The minister framed the regional food system as one of the Caribbean’s most promising untapped avenues for both broad-based economic development and deep social transformation. She called on both policymakers and investors to recognize the far-reaching, cross-cutting potential of investing in robust local and regional food systems.

“If you want an equation that answers one of the most fundamental challenges facing this region—our food security—while also enabling social and structural economic transformation, then you’re in the right place at the right time,” she declared.
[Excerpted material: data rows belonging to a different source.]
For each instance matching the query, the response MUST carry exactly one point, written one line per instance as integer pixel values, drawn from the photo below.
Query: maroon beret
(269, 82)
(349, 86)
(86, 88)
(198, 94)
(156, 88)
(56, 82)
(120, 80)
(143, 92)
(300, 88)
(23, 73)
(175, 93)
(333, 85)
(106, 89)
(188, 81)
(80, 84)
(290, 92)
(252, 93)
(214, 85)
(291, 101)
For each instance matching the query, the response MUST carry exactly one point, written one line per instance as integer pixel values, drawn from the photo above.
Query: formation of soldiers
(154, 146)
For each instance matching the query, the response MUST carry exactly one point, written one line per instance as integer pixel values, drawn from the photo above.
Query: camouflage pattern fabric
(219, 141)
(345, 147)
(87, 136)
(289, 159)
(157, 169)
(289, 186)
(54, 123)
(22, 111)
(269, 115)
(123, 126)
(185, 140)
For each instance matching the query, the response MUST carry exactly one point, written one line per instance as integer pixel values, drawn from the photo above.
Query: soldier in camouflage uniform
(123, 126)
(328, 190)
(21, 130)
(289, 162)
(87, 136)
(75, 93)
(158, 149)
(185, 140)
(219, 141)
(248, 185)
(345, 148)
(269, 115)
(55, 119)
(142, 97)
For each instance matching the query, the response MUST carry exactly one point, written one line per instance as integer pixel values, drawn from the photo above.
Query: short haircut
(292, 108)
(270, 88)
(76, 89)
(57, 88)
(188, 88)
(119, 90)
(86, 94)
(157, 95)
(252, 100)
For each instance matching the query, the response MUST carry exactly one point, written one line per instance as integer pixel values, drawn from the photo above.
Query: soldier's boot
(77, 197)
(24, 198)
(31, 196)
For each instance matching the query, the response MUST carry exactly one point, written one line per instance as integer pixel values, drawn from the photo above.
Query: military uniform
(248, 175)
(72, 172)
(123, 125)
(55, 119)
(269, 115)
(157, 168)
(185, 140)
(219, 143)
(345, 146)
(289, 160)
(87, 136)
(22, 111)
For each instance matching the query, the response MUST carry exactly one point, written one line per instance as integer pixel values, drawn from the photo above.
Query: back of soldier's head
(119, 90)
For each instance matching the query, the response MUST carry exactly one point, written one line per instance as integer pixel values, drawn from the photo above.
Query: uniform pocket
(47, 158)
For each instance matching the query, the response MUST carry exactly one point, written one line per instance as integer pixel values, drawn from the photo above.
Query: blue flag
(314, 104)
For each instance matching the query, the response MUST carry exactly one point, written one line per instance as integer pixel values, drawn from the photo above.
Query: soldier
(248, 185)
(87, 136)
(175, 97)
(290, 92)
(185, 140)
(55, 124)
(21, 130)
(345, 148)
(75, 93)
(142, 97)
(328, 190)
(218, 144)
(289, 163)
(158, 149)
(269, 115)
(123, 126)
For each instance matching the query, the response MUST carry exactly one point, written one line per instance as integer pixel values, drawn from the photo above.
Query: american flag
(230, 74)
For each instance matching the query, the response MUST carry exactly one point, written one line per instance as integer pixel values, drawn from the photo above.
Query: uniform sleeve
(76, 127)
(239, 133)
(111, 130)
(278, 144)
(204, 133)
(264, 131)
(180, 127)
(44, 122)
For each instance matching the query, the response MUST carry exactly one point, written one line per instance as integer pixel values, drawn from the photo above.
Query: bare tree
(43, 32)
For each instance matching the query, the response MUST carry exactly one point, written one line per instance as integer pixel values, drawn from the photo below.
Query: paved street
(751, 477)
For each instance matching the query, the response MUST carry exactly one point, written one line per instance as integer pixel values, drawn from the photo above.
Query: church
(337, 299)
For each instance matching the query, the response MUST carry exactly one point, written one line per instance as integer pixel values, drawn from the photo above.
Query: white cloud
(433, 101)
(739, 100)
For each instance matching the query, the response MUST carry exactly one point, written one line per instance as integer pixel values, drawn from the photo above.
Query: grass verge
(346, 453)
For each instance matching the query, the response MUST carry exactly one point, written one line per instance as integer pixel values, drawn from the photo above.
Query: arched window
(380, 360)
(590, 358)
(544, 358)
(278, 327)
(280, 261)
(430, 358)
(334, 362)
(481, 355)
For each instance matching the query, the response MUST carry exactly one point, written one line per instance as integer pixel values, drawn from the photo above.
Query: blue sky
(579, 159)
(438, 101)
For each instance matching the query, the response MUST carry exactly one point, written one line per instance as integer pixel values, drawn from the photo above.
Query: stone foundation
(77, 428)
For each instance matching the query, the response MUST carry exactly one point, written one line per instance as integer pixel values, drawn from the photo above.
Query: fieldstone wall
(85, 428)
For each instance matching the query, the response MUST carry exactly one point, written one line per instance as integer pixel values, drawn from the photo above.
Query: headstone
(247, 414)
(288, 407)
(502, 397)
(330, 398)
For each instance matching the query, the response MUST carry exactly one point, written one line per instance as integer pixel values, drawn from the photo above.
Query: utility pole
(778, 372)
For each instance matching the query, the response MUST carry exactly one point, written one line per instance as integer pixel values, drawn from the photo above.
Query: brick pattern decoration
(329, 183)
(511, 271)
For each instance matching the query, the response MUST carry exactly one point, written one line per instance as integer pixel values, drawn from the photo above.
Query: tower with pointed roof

Drawing on the core principles of the global Bridgetown Initiative, which advocates for reform of the international development finance system to better support climate-vulnerable small island developing states, Munro-Knight stressed that addressing current food system challenges requires innovative cross-sector partnerships, equitable participation in decision-making, and new approaches to structuring investment capital that align with regional needs.

“Food systems are about big things—logistics, agro-processing, cold chains, digital transformation, technology in agriculture. These are investable opportunities, big investable opportunities,” she emphasized, extending an open invitation to private sector partners to collaborate with regional governments. “We’ve come to the table—meet us with your capital,” she implored.

Unlike traditional industry conferences that prioritize discussion over action, the one-day forum was intentionally structured to facilitate direct, deal-focused engagement between government leaders and investment providers. The agenda included interactive investor roundtables, deep-dive thematic working groups, one-on-one bilateral deal meetings, and formal presentations of pre-vetted investment-ready projects, all designed to speed up transaction closing and build durable new cross-sector partnerships.

Core priorities for the gathering included expanding equitable access to long-term equity capital, developing blended finance structures that de-risk private investment, and advancing market-centered approaches to strengthening food systems while advancing progress on the United Nations Sustainable Development Goals. Organizers noted that these coordinated efforts aim to unlock the full economic potential of the Caribbean food sector, while simultaneously building greater regional resilience to climate shocks and global food price volatility.

In a closing announcement that capped off the day’s deliberations, the United Nations launched an official Deal Book: a curated portfolio of pre-vetted projects that collectively represent $320 million in ready-to-invest opportunities across the full spectrum of Caribbean food systems. The publication is intended to preserve the momentum generated by the forum, facilitate ongoing deal-making activity after the event concludes, and encourage new long-term partnerships between global investors and local food enterprises across the Caribbean region.